In many ways, the poster child for edible native plants is the blueberry. Here in Maryland we have many native species of blueberry, including the incredibly versatile northern highbush blueberry (Vaccinium corymbosum). Blueberries are incredibly healthy for humans, of course, and readers of Doug Tallamy’s book Bringing Nature Home know that plants in the genus Vaccinium are host to nearly 300 different species of butterfly and moth caterpillars.

Native fruit plants are not at all common, it turns out. The list of plants that produce edible native fruit for both humans and wildlife includes elderberry (Sambucus canadensis), pawpaw (Asmina triloba), persimmon (Diospyros virginiana), black chokeberry (Photinia melanocarpa), and many others.

New Jersey tea, for pollinators and patriots. Image via flickr (Some rights reserved by cotinis)

One of my favorite native plants for home landscapes is New Jersey tea (Ceanothus americanus), a compact shrub that tolerates hot dry sites, is unsurprisingly also edible. I plant it primarily because the flowers of this plant are a magnet for small pollinators in early summer and is an important larval host for butterflies like the Spring Azure (Celastrina laden). But the leaves can be dried and made into – you guessed it – tea that is tasty and also has some medicinal properties [PDF].

Regular readers know that another one of my favorite native plants is Anise-scented goldenrod (Solidago odora), which is a valuable late-summer nectar source for butterflies and which also sports leaves that have a distinct fragrance of licorice.
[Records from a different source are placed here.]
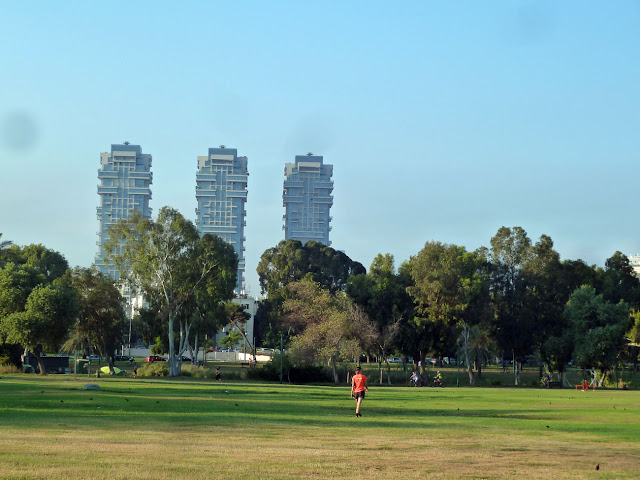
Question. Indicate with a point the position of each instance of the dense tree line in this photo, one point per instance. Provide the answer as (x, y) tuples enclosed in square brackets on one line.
[(514, 300), (45, 306)]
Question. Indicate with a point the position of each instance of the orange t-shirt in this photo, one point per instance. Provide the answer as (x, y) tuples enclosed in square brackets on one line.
[(358, 382)]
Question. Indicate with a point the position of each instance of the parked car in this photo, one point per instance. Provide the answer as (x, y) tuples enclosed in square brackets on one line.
[(155, 358)]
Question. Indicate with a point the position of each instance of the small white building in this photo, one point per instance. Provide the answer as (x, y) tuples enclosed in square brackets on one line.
[(249, 305), (634, 260)]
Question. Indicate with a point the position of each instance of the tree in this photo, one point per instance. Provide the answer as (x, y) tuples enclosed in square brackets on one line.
[(526, 296), (237, 318), (170, 263), (446, 279), (599, 329), (4, 245), (37, 302), (291, 261), (100, 321), (618, 282), (382, 294), (325, 325), (45, 320), (633, 338)]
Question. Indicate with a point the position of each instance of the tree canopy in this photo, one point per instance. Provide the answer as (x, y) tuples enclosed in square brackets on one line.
[(172, 265)]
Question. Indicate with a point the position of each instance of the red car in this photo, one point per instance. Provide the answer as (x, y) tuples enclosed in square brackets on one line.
[(155, 358)]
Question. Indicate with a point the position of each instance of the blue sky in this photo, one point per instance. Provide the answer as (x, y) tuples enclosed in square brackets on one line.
[(443, 120)]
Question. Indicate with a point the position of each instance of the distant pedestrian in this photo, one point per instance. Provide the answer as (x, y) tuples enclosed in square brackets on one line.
[(358, 388)]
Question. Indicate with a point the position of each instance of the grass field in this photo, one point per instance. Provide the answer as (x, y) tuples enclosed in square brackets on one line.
[(165, 429)]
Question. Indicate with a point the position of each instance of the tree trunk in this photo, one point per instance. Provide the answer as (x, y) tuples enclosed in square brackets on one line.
[(194, 358), (465, 348), (246, 339), (388, 371), (36, 352), (110, 363), (335, 372), (173, 368)]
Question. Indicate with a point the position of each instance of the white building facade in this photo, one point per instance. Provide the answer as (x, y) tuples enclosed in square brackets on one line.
[(307, 199), (221, 193)]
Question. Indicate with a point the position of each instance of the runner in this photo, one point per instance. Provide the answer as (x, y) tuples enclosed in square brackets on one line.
[(358, 388)]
This goldenrod – also called “sweet goldenrod – is the state herb of Delaware and has a “patriotic” history: According to The Herb Companion:

Sweet goldenrod, sometimes called blue mountain tea, has a rich history. Long before the ­arrival of Europeans, the Native Americans so appreciated its taste that they flavored other medicinals with it. After the Boston Tea Party in 1773, patriotic colonists devised a substitute for China tea called Liberty Tea, made from equal parts of sweet goldenrod, betony, red clover, and New Jersey tea ­(Ceanothus americanus). Later, sweet goldenrod became a cash crop in the United States; it was even exported to China, where it sold at high prices as a tea ­substitute.
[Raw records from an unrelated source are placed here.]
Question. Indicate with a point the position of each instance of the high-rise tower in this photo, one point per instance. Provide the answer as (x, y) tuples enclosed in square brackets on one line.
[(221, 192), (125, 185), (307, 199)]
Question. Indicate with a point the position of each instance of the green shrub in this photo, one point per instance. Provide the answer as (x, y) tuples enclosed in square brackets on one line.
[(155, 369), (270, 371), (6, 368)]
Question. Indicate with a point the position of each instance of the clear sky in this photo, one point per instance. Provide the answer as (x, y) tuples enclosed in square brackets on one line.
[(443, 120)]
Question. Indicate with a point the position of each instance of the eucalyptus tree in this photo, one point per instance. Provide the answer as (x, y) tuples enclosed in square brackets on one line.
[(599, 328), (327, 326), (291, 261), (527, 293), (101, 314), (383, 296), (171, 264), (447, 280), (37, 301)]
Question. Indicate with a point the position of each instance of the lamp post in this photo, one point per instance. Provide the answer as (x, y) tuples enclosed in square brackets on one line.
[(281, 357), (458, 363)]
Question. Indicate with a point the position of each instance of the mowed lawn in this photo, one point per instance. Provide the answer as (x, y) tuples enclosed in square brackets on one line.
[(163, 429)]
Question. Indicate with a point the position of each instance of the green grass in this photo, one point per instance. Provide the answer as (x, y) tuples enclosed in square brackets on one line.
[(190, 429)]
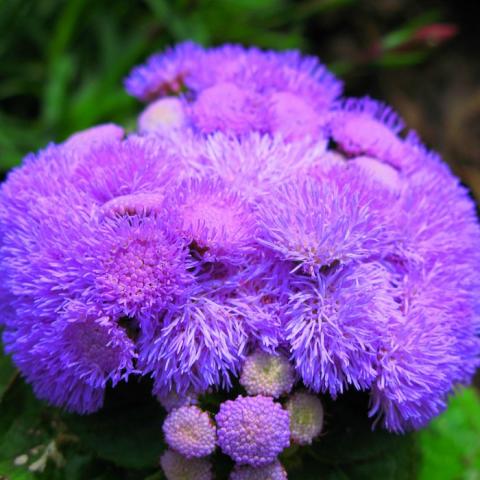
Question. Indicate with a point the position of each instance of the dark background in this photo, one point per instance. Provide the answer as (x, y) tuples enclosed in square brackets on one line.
[(62, 62)]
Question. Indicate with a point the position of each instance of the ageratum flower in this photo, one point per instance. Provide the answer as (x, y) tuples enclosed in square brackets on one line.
[(256, 210), (252, 90), (253, 430), (190, 432)]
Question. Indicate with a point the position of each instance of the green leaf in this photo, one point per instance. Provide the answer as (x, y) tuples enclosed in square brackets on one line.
[(127, 431), (25, 440), (451, 445), (7, 374), (350, 449)]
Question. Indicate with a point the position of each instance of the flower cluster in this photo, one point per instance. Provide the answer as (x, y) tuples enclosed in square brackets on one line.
[(255, 210)]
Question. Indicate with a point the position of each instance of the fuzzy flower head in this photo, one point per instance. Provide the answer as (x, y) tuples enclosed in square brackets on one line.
[(253, 430), (86, 139), (273, 471), (367, 127), (237, 90), (319, 223), (178, 467), (140, 269), (333, 326), (265, 374), (217, 222), (226, 106), (190, 432), (306, 417), (164, 74)]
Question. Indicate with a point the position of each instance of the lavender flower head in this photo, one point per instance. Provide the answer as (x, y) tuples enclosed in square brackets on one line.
[(253, 430), (255, 210)]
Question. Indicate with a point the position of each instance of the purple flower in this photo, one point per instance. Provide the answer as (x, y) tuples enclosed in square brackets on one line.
[(253, 430), (138, 269), (319, 223), (334, 324), (164, 74), (366, 127), (216, 221), (273, 471), (190, 432), (255, 212), (237, 90), (199, 343), (91, 137), (227, 107), (70, 360)]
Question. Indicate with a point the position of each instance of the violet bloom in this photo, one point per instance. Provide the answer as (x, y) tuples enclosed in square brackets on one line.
[(251, 89), (255, 210)]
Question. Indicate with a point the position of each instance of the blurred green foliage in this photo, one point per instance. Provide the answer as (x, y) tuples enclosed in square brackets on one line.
[(62, 62)]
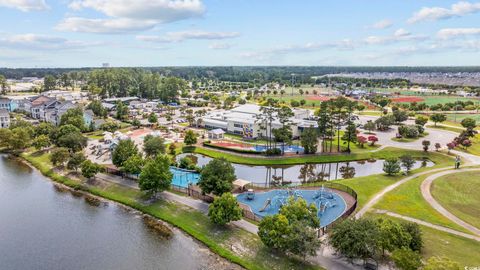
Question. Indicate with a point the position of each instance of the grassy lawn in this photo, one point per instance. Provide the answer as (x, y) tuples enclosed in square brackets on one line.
[(407, 200), (438, 243), (459, 194), (389, 152), (453, 129), (230, 242)]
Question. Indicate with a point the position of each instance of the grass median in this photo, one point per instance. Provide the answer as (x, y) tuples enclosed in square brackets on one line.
[(230, 242)]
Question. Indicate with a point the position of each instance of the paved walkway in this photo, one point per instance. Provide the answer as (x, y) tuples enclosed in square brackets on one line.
[(427, 224), (426, 193)]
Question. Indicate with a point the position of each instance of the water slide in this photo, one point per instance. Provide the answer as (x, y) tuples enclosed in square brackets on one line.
[(267, 204)]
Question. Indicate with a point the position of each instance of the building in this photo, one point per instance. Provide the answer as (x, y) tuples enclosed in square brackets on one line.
[(244, 121), (8, 104), (4, 118)]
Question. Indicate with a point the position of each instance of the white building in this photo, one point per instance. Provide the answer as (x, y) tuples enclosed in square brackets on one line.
[(244, 121), (4, 119)]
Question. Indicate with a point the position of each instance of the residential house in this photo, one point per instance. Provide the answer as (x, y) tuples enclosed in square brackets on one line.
[(4, 118)]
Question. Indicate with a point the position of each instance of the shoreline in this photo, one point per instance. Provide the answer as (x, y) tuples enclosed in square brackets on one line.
[(135, 209)]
Even spicebush (Lindera benzoin), that wonderfully deer-resistant and swallowtail-hosting plant, can be made into an excellent tea as can many of our lovely bee-friendly edible native mints (like Monarda and Pycnanthemum).

Anise-scented goldenrod

Anise-scented goldenrod is important for butterflies, and is a versatile herb or tea ingredient too.
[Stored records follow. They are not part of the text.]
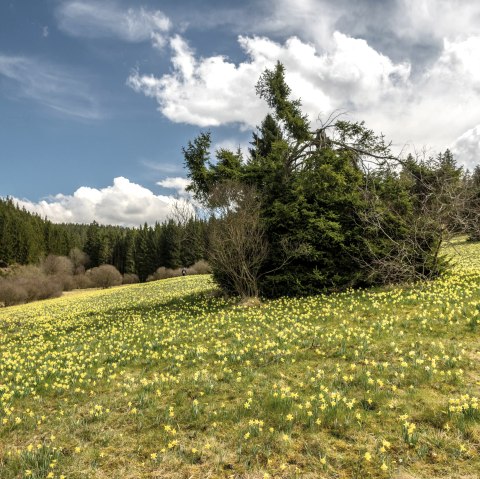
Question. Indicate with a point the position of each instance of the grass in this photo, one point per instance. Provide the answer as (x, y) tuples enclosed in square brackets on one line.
[(166, 380)]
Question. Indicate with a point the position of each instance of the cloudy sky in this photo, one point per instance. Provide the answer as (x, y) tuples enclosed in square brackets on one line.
[(97, 98)]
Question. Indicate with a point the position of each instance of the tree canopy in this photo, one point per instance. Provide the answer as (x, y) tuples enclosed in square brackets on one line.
[(328, 216)]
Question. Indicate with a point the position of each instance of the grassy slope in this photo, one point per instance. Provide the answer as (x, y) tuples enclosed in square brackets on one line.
[(165, 380)]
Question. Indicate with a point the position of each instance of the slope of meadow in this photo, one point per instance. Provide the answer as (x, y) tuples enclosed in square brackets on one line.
[(166, 380)]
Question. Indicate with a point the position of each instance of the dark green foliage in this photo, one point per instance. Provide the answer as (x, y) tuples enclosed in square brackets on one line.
[(26, 238), (331, 222)]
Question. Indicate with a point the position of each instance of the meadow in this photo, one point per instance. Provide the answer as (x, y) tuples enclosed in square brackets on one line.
[(169, 380)]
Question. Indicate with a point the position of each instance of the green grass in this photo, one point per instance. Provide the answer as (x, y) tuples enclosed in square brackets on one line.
[(166, 380)]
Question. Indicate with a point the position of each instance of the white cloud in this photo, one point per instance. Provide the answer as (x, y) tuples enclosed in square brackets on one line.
[(214, 91), (178, 184), (124, 203), (467, 147), (106, 19), (51, 86)]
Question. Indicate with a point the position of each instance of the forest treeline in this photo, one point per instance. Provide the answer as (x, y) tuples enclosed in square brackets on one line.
[(27, 238)]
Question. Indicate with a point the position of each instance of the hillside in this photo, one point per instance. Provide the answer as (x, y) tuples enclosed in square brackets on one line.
[(167, 380)]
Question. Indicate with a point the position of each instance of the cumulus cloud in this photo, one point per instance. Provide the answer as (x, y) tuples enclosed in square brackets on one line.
[(178, 184), (124, 203), (107, 19), (467, 147), (51, 86), (214, 91)]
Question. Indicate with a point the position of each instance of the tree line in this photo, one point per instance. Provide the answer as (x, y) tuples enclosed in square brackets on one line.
[(26, 238), (325, 207)]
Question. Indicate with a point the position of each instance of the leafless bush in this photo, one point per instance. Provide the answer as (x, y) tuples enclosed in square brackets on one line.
[(130, 278), (164, 273), (238, 244), (200, 267), (61, 265), (79, 260), (82, 281), (105, 276), (11, 293)]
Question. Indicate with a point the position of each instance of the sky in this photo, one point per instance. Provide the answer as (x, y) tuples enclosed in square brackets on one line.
[(97, 98)]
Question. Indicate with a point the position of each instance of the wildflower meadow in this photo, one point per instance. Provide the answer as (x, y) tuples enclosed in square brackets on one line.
[(170, 380)]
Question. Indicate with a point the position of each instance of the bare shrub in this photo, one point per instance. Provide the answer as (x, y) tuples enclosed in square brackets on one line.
[(130, 278), (61, 265), (82, 281), (164, 273), (200, 267), (67, 281), (79, 260), (105, 276), (11, 293), (238, 243)]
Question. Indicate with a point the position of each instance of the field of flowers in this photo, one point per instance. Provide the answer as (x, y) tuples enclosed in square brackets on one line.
[(168, 380)]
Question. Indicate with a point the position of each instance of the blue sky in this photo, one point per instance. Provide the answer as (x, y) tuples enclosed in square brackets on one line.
[(97, 98)]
Man cannot leave on tea alone, however, so how about some cooked greens? According to Peterson’s A Field Guide of Edible Wild Plants of Eastern and Central North America, plants like common milkweed (Asclepias syriaca) and stinging nettle (Urtica dioica) are usually considered unpalatable but when shoots,  young stems are collected (carefully!) and boiled these plants are quite tasty. Even young milkweed seed pods are edible! Just be sure to plant enough that your Monarchs and Red Admiral caterpillars have some to eat too.

I must admit that I garden primarily for wildlife and don’t often take advantages of all the edible native plants that are growing in my yard. But I have lots of clients who want to both garden for wildlife AND become a little bit more self-reliant, and they take comfort in knowing that those are not mutually exclusive aims.